Step 3. DDPM Loss 유도

  1. \(L_T = D_{KL}(q(x_T | x_0) \| p(x_T))\) : regularization loss
    마지막 상태 \(x_T\)에서 확률분포 q, p의 차이를 최소화
    noise 주입 정도인 \(\beta_t\)는 미리 정해둔 schedule에 따른 상수값(fixed)이므로
    \(q(x_T | x_0)\)는 training과 관계없이 \(x_T\)가 항상 Gaussian 분포를 따르도록 한다.
    \(x_T\)가 Gaussian 분포를 따르므로 \(q(x_T | x_0)\)와 \(p(x_T)\)는 거의 유사하고,
    결과적으로 둘의 KL divergence인 \(L_T\)는 항상 0에 가까운 값을 가지므로 training에서 \(L_T\) term은 제외

  2. \(L_{t-1} = D_{KL}(q(x_{t-1} | x_t, x_0) \| p(x_{t-1} | x_t))\) : denoising process loss
    현재 상태 \(x_t\)가 주어질 때 이전 상태 \(x_{t-1}\)가 나올 확률 분포 q, p의 차이를 최소화

  3. \(L_0 = - log p_{\theta} (x_0 | x_1)\) : reconstruction loss
    q를 sampling했을 때 \(p_{\theta} (x_0 | x_1)\)를 최대화하여 (MLE) 확률분포 q, p의 차이를 최소화
    전체적으로 봤을 때 \(L_0\)는 무수히 많은 time step \(T \sim 1000\) 중 단일 시점에서의 log likelihood 값이므로
    값이 너무 작아서 training에서 \(L_0\) term은 제외

Let’s only minimize the second term
\(E_{x_{1:T} \sim q(x_{1:T}|x_0)}[\sum_{t=2}^{T} L_{t-1}] = E_{x_{1:T} \sim q(x_{1:T}|x_0)}[\sum_{t=2}^{T} D_{KL}(q(x_{t-1} | x_t, x_0) \| p(x_{t-1} | x_t))]\)

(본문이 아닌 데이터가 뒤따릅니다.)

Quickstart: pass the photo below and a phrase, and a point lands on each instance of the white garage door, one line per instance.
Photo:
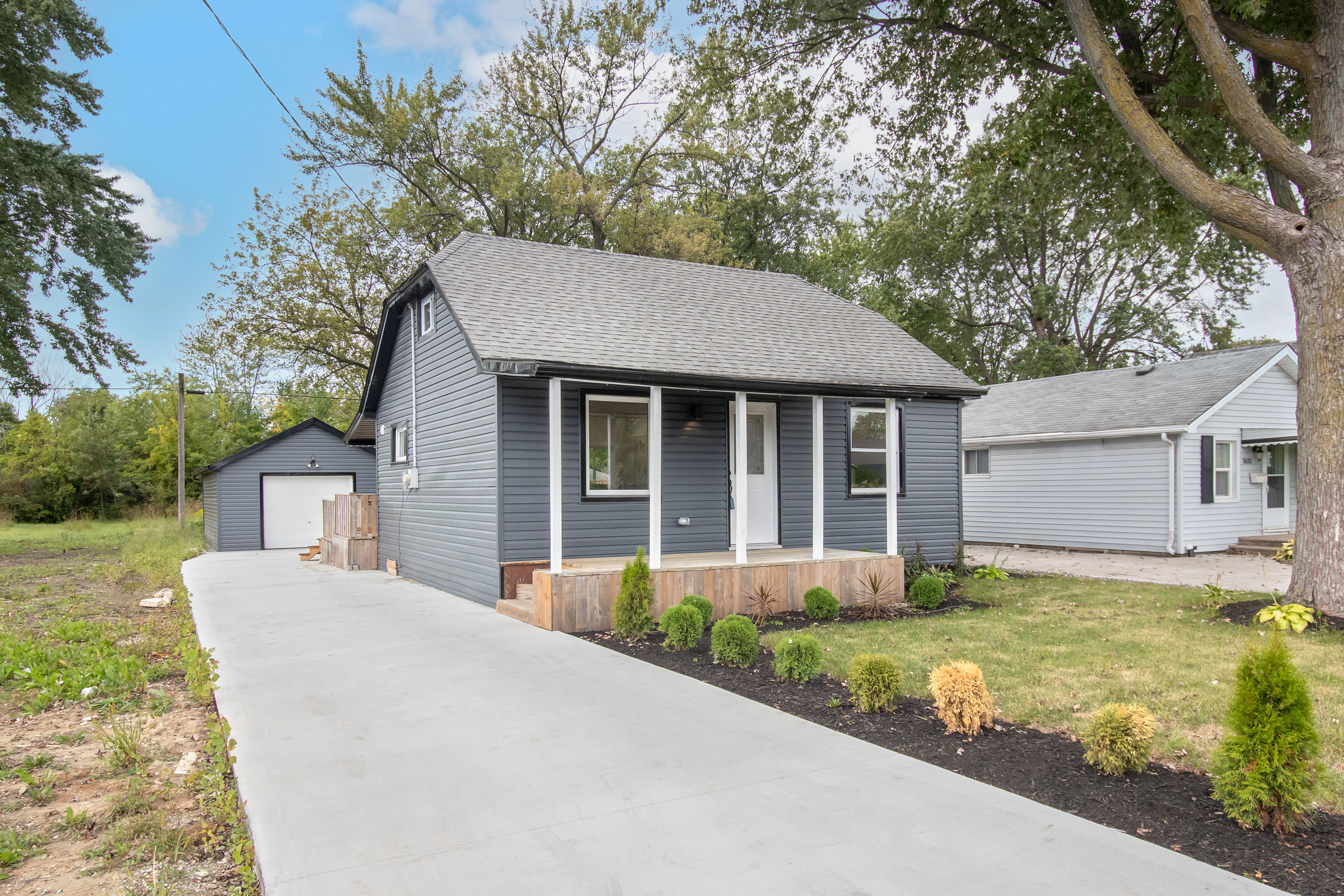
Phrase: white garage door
(292, 507)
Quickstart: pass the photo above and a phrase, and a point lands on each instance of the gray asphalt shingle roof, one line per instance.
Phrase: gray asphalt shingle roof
(1173, 394)
(519, 300)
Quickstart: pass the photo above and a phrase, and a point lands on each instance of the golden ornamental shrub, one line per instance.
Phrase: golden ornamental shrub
(965, 704)
(1120, 739)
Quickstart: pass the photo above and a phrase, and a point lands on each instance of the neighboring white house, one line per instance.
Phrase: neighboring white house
(1169, 458)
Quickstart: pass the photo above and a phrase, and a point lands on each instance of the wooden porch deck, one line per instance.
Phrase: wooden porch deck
(580, 598)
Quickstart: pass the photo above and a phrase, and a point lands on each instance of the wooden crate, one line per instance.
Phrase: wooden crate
(350, 554)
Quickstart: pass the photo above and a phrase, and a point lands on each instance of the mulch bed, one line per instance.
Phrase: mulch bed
(1244, 613)
(1162, 805)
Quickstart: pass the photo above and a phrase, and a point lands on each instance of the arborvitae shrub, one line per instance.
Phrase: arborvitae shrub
(1120, 739)
(682, 626)
(702, 605)
(874, 682)
(734, 641)
(1265, 768)
(631, 610)
(797, 659)
(965, 704)
(928, 592)
(819, 604)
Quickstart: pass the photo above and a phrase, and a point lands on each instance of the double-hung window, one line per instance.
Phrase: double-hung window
(1225, 471)
(869, 461)
(427, 315)
(617, 438)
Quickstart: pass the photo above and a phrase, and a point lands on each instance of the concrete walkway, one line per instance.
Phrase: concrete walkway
(1236, 572)
(393, 739)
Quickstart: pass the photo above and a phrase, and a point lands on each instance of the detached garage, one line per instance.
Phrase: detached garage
(271, 495)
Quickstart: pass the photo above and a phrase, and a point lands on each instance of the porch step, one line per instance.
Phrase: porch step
(518, 609)
(1260, 545)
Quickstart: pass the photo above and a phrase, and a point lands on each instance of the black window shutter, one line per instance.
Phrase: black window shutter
(1206, 469)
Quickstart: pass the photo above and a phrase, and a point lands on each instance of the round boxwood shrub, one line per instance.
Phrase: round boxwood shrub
(819, 604)
(797, 659)
(928, 592)
(734, 641)
(1120, 739)
(874, 682)
(702, 605)
(682, 626)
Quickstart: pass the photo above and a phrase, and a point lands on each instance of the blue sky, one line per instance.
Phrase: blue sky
(193, 131)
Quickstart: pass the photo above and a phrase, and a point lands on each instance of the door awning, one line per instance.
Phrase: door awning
(1269, 437)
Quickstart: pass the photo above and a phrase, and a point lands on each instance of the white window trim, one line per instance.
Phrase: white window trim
(588, 447)
(427, 315)
(1234, 458)
(849, 436)
(972, 476)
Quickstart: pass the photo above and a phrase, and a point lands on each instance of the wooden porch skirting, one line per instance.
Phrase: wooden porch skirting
(581, 600)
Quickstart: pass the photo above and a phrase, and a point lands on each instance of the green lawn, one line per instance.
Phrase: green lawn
(1054, 649)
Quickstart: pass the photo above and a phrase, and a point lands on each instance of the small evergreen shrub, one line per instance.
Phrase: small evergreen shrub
(874, 682)
(797, 659)
(928, 592)
(819, 604)
(965, 704)
(1265, 768)
(702, 605)
(682, 626)
(631, 617)
(734, 641)
(1120, 739)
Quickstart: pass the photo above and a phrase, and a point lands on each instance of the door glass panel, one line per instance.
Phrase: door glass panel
(756, 444)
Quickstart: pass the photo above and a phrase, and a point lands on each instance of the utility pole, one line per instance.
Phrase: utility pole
(182, 449)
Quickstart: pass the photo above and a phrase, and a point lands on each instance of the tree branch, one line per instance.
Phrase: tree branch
(1242, 107)
(1295, 54)
(1228, 205)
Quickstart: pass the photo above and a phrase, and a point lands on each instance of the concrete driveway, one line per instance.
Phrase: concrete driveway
(394, 739)
(1234, 572)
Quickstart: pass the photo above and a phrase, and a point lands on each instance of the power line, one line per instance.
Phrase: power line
(312, 143)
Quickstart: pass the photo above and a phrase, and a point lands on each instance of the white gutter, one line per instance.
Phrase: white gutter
(1171, 494)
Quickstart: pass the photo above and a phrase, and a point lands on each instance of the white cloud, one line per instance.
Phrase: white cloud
(162, 218)
(421, 27)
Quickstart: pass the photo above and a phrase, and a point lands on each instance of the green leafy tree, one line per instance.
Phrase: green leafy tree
(65, 234)
(1023, 264)
(1220, 103)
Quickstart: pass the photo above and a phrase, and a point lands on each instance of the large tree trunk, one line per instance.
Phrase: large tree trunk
(1317, 284)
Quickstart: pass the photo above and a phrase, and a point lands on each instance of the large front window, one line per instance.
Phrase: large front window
(867, 451)
(617, 445)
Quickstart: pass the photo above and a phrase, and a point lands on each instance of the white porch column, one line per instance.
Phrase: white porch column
(819, 480)
(740, 480)
(557, 479)
(655, 477)
(893, 475)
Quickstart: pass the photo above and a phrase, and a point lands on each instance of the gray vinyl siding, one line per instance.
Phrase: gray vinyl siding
(239, 485)
(1088, 494)
(696, 479)
(444, 534)
(210, 510)
(1270, 402)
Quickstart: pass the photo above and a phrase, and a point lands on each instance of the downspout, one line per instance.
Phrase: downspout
(1171, 495)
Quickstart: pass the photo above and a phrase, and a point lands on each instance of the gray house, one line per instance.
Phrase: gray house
(271, 495)
(515, 386)
(1193, 456)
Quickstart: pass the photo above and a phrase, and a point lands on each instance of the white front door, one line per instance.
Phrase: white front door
(1276, 488)
(292, 508)
(761, 472)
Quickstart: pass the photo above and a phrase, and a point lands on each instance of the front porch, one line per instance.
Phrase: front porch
(580, 597)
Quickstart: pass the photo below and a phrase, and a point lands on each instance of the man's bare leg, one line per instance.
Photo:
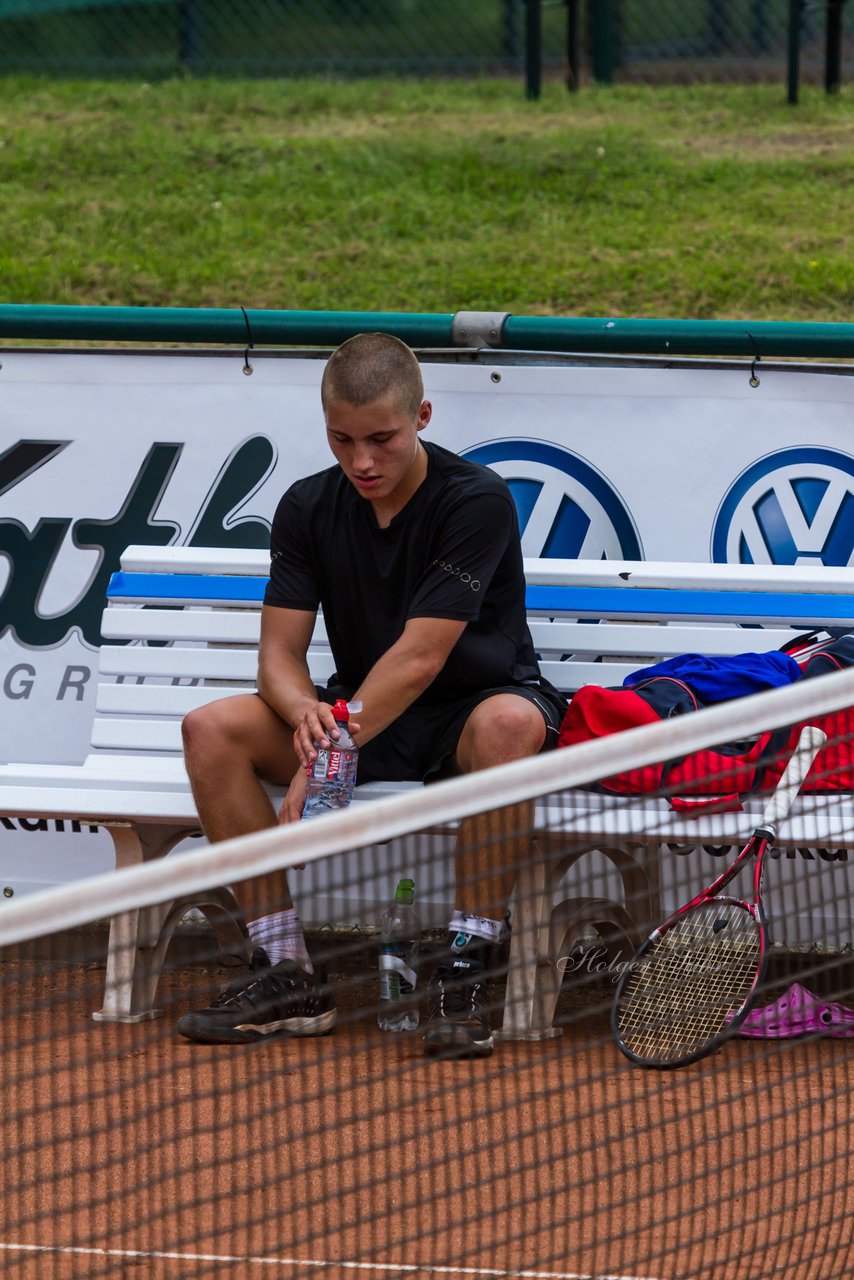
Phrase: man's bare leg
(229, 746)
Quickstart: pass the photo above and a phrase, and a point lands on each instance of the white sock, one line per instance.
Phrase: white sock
(281, 936)
(476, 926)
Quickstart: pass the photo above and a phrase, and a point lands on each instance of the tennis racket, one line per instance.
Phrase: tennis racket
(695, 978)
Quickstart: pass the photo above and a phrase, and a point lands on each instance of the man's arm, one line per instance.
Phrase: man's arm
(392, 685)
(284, 681)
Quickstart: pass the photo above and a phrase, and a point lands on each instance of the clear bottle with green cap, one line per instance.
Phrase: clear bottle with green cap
(398, 961)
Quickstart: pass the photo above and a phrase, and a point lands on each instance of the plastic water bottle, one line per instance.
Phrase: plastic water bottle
(332, 776)
(398, 961)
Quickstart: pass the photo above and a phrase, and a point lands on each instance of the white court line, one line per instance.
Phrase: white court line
(398, 1267)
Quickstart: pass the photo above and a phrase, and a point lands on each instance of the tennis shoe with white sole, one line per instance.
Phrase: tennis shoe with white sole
(457, 1018)
(274, 1000)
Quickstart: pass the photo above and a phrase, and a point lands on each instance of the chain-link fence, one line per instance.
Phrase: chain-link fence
(674, 40)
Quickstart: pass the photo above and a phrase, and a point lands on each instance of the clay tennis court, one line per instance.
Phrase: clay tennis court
(129, 1152)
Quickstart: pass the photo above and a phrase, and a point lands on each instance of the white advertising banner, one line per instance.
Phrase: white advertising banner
(611, 460)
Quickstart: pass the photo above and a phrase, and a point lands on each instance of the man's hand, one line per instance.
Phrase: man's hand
(318, 727)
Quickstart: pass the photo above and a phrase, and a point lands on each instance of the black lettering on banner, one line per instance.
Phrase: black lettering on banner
(241, 478)
(24, 457)
(31, 553)
(74, 679)
(18, 681)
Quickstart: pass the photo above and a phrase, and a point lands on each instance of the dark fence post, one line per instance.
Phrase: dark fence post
(602, 33)
(834, 46)
(795, 14)
(533, 49)
(572, 62)
(187, 35)
(510, 31)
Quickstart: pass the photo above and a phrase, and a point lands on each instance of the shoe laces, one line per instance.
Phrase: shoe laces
(459, 996)
(270, 984)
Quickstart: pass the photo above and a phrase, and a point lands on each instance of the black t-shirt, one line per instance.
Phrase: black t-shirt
(452, 552)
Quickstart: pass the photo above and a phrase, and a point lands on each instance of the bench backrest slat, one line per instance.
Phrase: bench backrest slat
(186, 624)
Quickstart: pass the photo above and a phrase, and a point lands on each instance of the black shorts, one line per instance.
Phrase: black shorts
(420, 745)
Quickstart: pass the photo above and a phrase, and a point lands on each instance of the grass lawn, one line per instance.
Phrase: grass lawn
(700, 201)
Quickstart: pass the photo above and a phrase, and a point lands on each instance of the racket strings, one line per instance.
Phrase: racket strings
(689, 986)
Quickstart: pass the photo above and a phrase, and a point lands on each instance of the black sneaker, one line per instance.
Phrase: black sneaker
(457, 1020)
(274, 1000)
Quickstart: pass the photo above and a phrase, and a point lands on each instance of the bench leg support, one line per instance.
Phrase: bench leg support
(138, 940)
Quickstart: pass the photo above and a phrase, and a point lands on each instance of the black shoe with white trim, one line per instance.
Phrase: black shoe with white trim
(274, 1000)
(457, 1019)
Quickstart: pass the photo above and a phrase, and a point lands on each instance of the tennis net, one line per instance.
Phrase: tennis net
(129, 1150)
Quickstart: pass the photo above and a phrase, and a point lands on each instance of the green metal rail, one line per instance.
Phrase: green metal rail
(761, 338)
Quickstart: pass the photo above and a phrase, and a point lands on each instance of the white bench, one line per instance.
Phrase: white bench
(181, 629)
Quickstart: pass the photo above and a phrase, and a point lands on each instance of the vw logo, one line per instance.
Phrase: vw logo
(793, 507)
(566, 507)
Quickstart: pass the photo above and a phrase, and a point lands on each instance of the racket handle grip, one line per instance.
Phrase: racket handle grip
(794, 776)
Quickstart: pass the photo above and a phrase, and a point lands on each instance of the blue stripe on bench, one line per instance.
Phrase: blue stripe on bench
(197, 588)
(808, 609)
(607, 602)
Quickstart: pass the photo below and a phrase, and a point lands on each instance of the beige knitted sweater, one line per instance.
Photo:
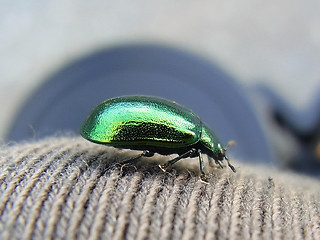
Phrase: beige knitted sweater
(68, 188)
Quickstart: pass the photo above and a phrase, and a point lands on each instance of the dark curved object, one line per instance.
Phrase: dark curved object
(64, 100)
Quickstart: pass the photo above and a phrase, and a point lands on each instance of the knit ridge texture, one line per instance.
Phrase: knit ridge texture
(69, 188)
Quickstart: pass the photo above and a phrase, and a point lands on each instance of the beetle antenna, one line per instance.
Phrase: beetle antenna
(230, 143)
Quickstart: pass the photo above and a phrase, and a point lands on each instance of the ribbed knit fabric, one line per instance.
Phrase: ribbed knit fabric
(68, 188)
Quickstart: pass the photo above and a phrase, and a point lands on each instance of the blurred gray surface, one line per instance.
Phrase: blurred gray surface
(276, 42)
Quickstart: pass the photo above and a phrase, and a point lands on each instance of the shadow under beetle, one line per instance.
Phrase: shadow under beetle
(152, 125)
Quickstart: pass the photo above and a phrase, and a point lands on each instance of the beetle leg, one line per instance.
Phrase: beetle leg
(229, 164)
(203, 177)
(173, 161)
(145, 153)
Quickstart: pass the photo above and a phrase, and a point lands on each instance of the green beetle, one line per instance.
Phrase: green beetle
(152, 125)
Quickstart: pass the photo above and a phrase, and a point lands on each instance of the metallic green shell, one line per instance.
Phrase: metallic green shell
(143, 121)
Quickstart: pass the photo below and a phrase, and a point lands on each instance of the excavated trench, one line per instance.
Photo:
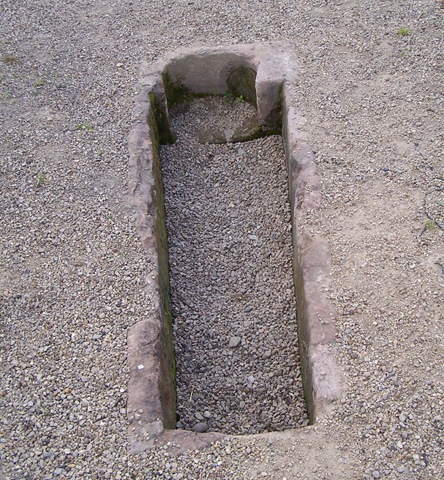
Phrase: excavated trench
(231, 272)
(241, 328)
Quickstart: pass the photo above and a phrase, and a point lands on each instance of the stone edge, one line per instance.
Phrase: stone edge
(277, 72)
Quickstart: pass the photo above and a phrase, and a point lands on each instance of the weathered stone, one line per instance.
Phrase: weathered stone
(265, 75)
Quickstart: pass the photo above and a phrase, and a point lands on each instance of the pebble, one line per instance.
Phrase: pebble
(216, 276)
(235, 342)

Step 4. Gaussian param. \(\mu, \sigma\)로 KL-divergence 나타내기

Step 5. Only Minimize the second term in Diffusion Loss

\[E_{x_{1:T} \sim q(x_{1:T}|x_0)}[\sum_{t=2}^{T} L_{t-1}]\] \[= E_{x_{1:T} \sim q(x_{1:T}|x_0)}[\sum_{t=2}^{T} D_{KL}(q(x_{t-1} | x_t, x_0) \| p(x_{t-1} | x_t))]\]

Let \(\sigma\) std have no learning param. (상수값)
Let \(q(x_{t-1} | x_t, x_0)\) have Gaussian mean \(\tilde \mu_{t}\)
Let \(p_{\theta}(x_{t-1} | x_t)\) have Gaussian mean \(\mu_{\theta}\)

By Step 4., since \(\sigma\) is fixed, we have to minimize

\[E_{x_{1:T} \sim q(x_{1:T}|x_0)}[\frac{1}{2 \sigma_{t}^2} \| \tilde \mu_{t} (x_t, x_0) - \mu_{\theta} (x_t, t) \|^2] + C\]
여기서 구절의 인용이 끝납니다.